The Chronicle of Higher Education reports that signs were posted last week on both campuses that accused specific male students of rape and officials of protecting rapists. A day later, Morehouse's chapel - named after Martin Luther King Jr. - was defaced with spraypaint.

It read "Practice what you preach Morehouse + end rape culture." Campus police removed the vigilante signs and "covered the graffiti with a brown tarp."

The attempt to anonymously intimidate and defame people continued (where else?) on social media, where vigilantes shared names or even entire lists of anonymously accused Morehouse students using the hashtag #WeKnowWhatYouDid.

One Twitter account was set up specifically to anonymously identify specific students as rapists, with not even the least shred of evidence.

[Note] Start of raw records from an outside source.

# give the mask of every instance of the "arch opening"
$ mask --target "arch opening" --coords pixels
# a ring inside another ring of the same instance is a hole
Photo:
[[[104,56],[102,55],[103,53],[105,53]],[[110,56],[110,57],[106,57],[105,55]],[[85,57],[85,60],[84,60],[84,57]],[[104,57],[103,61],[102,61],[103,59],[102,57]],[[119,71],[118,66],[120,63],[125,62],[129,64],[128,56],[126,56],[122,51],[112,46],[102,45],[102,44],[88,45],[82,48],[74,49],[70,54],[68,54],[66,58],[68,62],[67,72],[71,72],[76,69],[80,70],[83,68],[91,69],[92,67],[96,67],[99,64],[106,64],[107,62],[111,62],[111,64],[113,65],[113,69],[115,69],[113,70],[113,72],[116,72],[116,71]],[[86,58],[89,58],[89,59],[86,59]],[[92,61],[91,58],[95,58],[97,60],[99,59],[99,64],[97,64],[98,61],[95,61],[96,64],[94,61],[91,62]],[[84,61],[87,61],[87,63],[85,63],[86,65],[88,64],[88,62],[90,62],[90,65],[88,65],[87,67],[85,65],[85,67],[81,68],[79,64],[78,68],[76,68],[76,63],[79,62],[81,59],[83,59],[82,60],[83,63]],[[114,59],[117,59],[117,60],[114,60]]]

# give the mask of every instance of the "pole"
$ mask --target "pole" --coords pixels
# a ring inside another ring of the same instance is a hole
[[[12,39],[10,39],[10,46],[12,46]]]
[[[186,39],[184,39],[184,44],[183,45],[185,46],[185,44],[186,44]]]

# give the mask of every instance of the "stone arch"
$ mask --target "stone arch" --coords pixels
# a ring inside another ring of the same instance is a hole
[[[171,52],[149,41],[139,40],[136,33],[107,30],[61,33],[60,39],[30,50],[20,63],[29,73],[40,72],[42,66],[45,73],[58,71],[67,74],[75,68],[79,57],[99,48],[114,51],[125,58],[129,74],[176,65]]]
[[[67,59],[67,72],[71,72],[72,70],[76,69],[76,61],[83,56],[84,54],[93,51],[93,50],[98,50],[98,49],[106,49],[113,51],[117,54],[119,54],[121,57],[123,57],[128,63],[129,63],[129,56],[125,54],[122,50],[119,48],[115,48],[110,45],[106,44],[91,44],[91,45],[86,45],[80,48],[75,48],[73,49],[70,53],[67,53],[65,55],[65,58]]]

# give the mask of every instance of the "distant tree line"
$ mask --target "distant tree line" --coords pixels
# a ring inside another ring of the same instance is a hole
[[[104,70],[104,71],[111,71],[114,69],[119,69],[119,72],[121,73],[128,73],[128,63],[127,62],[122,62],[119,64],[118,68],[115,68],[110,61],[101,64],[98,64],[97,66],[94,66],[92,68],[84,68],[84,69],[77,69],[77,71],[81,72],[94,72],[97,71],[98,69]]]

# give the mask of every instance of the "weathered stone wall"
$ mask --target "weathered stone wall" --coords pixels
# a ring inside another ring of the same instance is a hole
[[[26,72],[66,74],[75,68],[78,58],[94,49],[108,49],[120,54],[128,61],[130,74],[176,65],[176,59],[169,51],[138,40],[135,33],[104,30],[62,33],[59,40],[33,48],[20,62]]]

It explicitly asks visitors to send in "name and info" of students, and it will publish them, no questions asked. This account is in blatant violation of Twitter's rules against targeted harassment and intimidation, yet has not been removed by Twitter.


Leaders at Morehouse and Spellman could have responded to this brazen vandalism and mixed-media witch hunt - against people who have not been accused through proper channels, school-specific or legal - by promising an investigation and sanctions against the vandals and witch-hunters.

These students used methods of intimidation and destruction, and they should fear punishment. You'd think students at historically black colleges would be familiar with the sordid history of false allegations against black men in the name of protecting women.

black men
Relax: We're not punishing anyone

Instead, administrators coddled these reckless rumormongers and vandals.

Morehouse President Harold Martin made a weak pass at defending the presumption of innocence for accused students in the face of reckless and unsupported claims when he spoke to students last week.

In a short address, he made abundantly clear he will favor (non-Morehouse) accusers over (Morehouse) accused, and that he views his own students as brutes.

"Underlying that hashtag is clearly a belief that there's a population that does not feel heard," Martin said, excusing them from the burden of actually filing a formal complaint. Indeed, he said no one has come to his office to make a report.